The two most frequently encountered causes of equine encephalitis or equine encephalomyelitis in North America are Eastern equine encephalomyelitis (EEE) and West Nile encephalitis (WNE) viruses. Both are mosquito-borne and neurotropic. The respective viruses are not restricted to equids in terms of their host range; each can be transmitted to humans and certain other mammalian and avian species. Both diseases are a source of concern for the equine industry not only from the potentially life-threatening consequences of either infection, but also from the economic losses involved.
Eastern equine encephalomyelitis poses an annual threat to equids in the Gulf and Atlantic coastal states and the Great Lakes region, extending in certain years as far north as Eastern Canada. It is occasionally recorded in some inland states such as Arkansas, Oklahoma, Tennessee, Kentucky, and Iowa. Evidence of EEE activity is most often reported in Florida, in which it has been confirmed as early as January, as recorded in 2018. Over the past 15 years, the yearly incidence of EEE cases in equids has ranged from 60 (2011) to 712 (2003), with an annual average of 206 cases. In 2017, 86 cases of the disease were reported in 13 states. In temperate regions, transmission of EEE virus is seasonal, occurring in the summer and the fall. In sub-tropical regions such as Florida, there is a year-round risk of EEE, with virus transmission peaking in the summer months.
Equids and humans are tangential or dead-end hosts of EEE virus and neither plays a role in the virus’ natural life-cycle. Infections in horses, mules, and donkeys are frequently life-threatening; case fatality rates can be as high as 90%.
West Nile encephalitis is also a cause of significant concern to veterinary practitioners and members of the equine industry. Within four years following initial introduction of the causal virus in New York State in 1999, the virus had spread to 48 states and several provinces in Canada. Since 1999, the yearly incidence of WNE cases in equids has ranged from 60 (2000) to 15,257 (2002). The annual average number of cases over the past 10 years was 272. In 2017, 307 equine cases were reported in 39 states.

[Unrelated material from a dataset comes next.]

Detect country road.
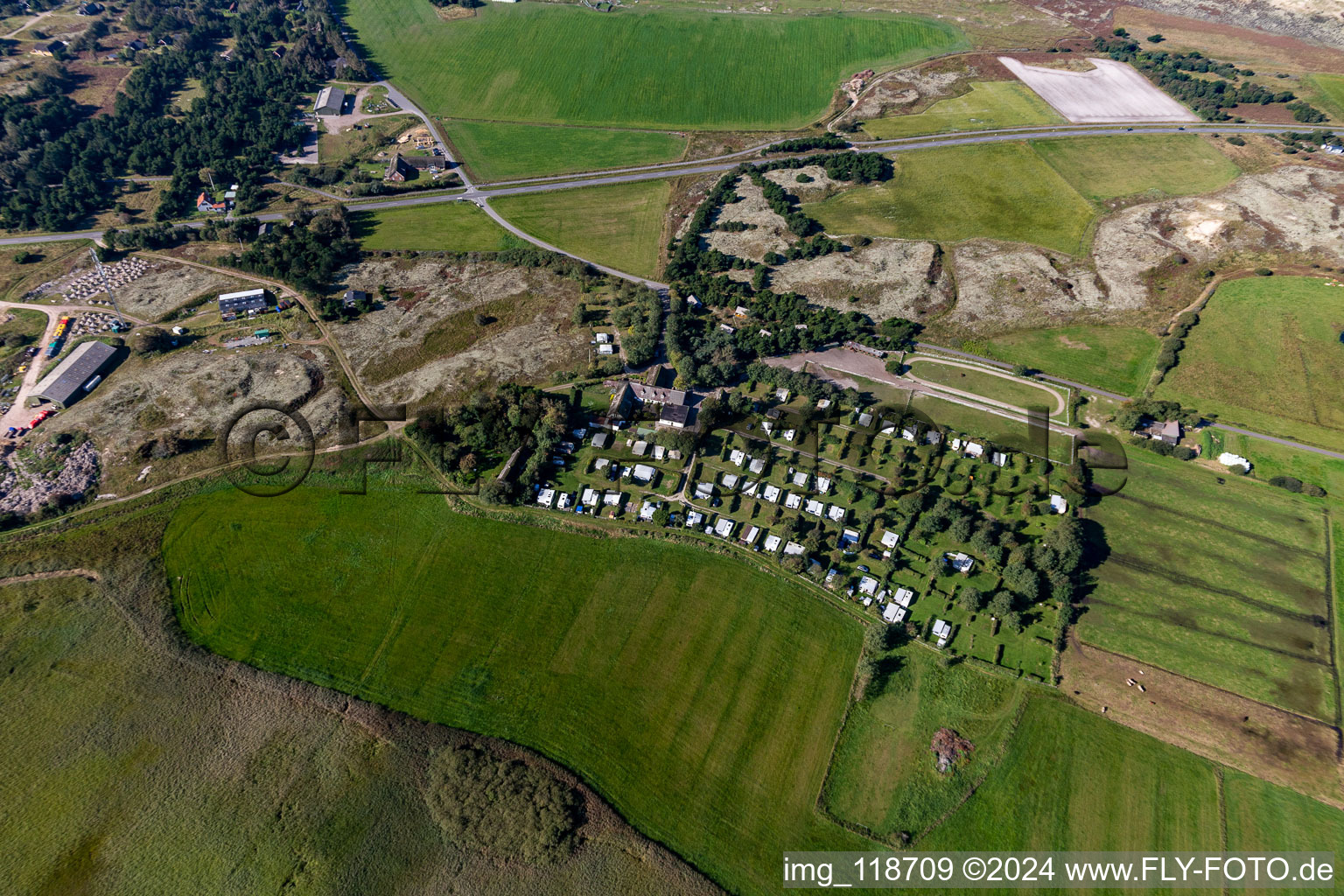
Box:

Similar to EEE, WNE virus transmission is seasonal, occurring in the summer and extending well into the fall. Neither equids nor humans serve as amplifying hosts for WNE virus insofar as viremias are insufficient in magnitude and duration to infect mosquitoes. Unlike EEE, only about 10% of WNE virus-exposed horses will develop clinical infections. Reported case-fatality rates in affected horses can reach 30-40 percent, less than half that encountered in cases of EEE.

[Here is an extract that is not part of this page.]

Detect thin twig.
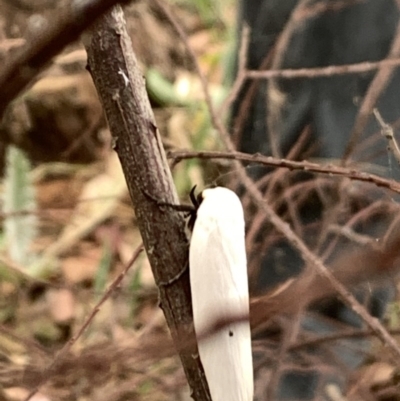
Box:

The American Association of Equine Practitioners (AAEP), in accordance with criteria defined by the American Veterinary Medical Association with respect to “core vaccines”–namely those that protect against diseases that are endemic, of potential public health significance, and represent a risk of causing severe disease—strongly recommends that horses be immunized against EEE and WNE.
Available inactivated whole-virus vaccines against EEE (including Western equine encephalomyelitis) have been shown to be safe and effective in protecting against this disease. Two inactivated whole-virus vaccines, a live canary pox vector vaccine and an inactivated flavivirus chimera vaccine are available against WNE. All have been confirmed safe and effective in preventing the disease.
Despite the AAEP recommendations to horse owners to vaccinate their horses against EEE and WNE, regrettably many fail to do so. The vast majority of equine cases of EEE and WNE either have no history of vaccination against the particular virus or else the vaccination history is incomplete. There is need for an ongoing concerted effort, utilizing all avenues of communication including social media, to alert horse owners of the dangers of these two vector-borne diseases and of the importance of vaccination as an effective means of prevention and averting the losses that continue to occur every year in unprotected horses.